How I can split text into paragraphs?

An alternate approach is to use completion chat with some prompt engineering and formatted response. Therefore I made this python lib (named extract_paragraphs):

from openai import OpenAI
import json

def extractParagraphs(client: OpenAI, text: str):
    text = text.strip()

    if (text == ""):
        raise ValueError("String should noty be an empty string")

    prompt = """
        You are a tool that splits the incoming texts and messages into paragraphs and extracts any title from text
        Do not alter the incoming message just output it as a json with split paragraphs. 

        The text is coming from PDF and DOCX files, therefore omit any page numbers page headers and footers.

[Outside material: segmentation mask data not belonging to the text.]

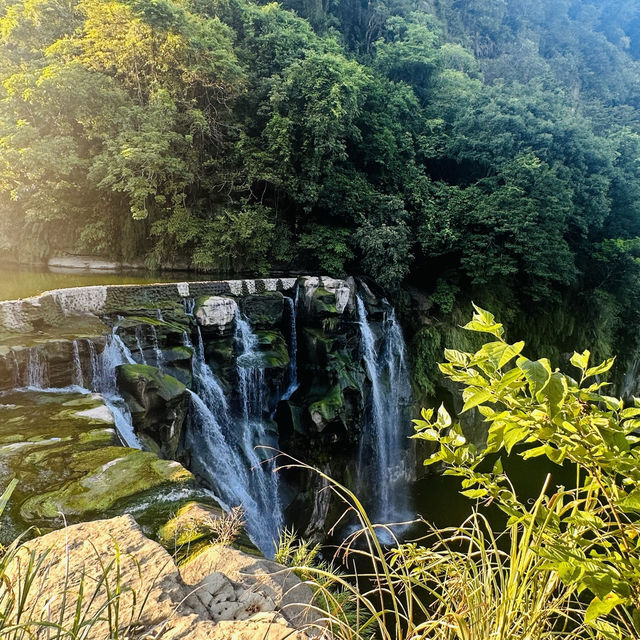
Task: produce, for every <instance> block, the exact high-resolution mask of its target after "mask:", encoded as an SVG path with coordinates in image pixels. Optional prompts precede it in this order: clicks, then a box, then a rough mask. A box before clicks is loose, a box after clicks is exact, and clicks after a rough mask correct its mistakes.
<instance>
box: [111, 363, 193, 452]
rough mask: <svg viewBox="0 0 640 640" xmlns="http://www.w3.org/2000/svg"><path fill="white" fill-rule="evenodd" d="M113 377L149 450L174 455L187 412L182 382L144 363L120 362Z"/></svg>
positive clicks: (131, 415)
mask: <svg viewBox="0 0 640 640" xmlns="http://www.w3.org/2000/svg"><path fill="white" fill-rule="evenodd" d="M116 381H117V385H118V389H119V390H120V392H121V394H122V397H123V398H124V400H125V402H126V403H127V405H128V407H129V411H130V412H131V417H132V420H133V426H134V428H135V430H136V432H137V433H138V435H139V436H140V437H141V438H142V439H144V442H145V443H146V444H147V446H148V447H149V448H150V449H151V450H156V452H157V453H158V454H159V455H161V456H163V457H165V458H174V459H175V457H176V456H177V455H178V446H179V444H180V436H181V433H182V427H183V425H184V418H185V415H186V412H187V388H186V387H185V385H184V384H182V382H180V381H179V380H177V379H176V378H174V377H172V376H169V375H167V374H165V373H163V372H162V371H161V370H160V369H158V368H157V367H151V366H149V365H144V364H122V365H120V366H119V367H118V368H117V373H116Z"/></svg>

        The Json output should be the following:
        ```
        {
          "text_title":string,

          "paragraphs":[
            {
              "title":string,
              "paragraph":string
            }
          ]
        }
        ```

        * "text_title" is the title of incomming text
        * "paragraphs" is an array with split paragraphs upon each paragraph:
          * "title" is the paragraph title if there's none set it as empty string
          * "paragraph" is the paragraph content

        Feel free to trim any excess opr unwanted whitespaces and multiple newlines and do not pretty print the json.
        Replace multiple tabs and spaces in the incomming text with a single space character.
        The output should be raw json that is NOT into markdown markup.
    """

    response_format={
        "type":"json_schema",
        "json_schema":{
            "name": "paragraph_response",
            "strict": True,
            "schema": {
                "type": "object",
                "properties":{
                    "text_title":{
                        "type":"string"
                    },
                    "paragraphs":{
                        "type": "array",
                        "items": {
                            "type":"object",
                            "properties":{
                                "title":{ "type":"string"},
                                "paragraph":{"type":"string"}
                            },
                            "required": ["title", "paragraph"],
                            "additionalProperties": False
                        }
                    }
                },
                "required": ["text_title","paragraphs"],
                "additionalProperties": False
            }
        }
    }

    response = client.chat.completions.create(model="gpt-4o", messages=[
        {"role": "system", "content": prompt},
        {"role": "user", "content": text}
    ],response_format=response_format)

    content = extractChatCompletionMessage(response)

    return json.loads(content)

def extractChatCompletionMessage(response):
    return  response.choices[0].message.content

The idea is to use formatted response with a fixed schema and upon system message describe that I want to split the text into paragraphs.

Then I could use it as:

from pypdf import PdfReader
from openai import OpenAI
from extract_paragraphs import extractParagraphs

def getTextFromPDF(fileName):
    text = ""
    reader = PdfReader(fileName)
    for page in reader.pages:
        text += page.extract_text() + "\n"
    return text

path="mypdf.pdf"

openai = OpenAI()

content = getTextFromPDF(path)
paragraphs = extractParagraphs(content)

print(paragraphs)

Have you used this approach?
I want to know any known pitfalls compared to using a custom model.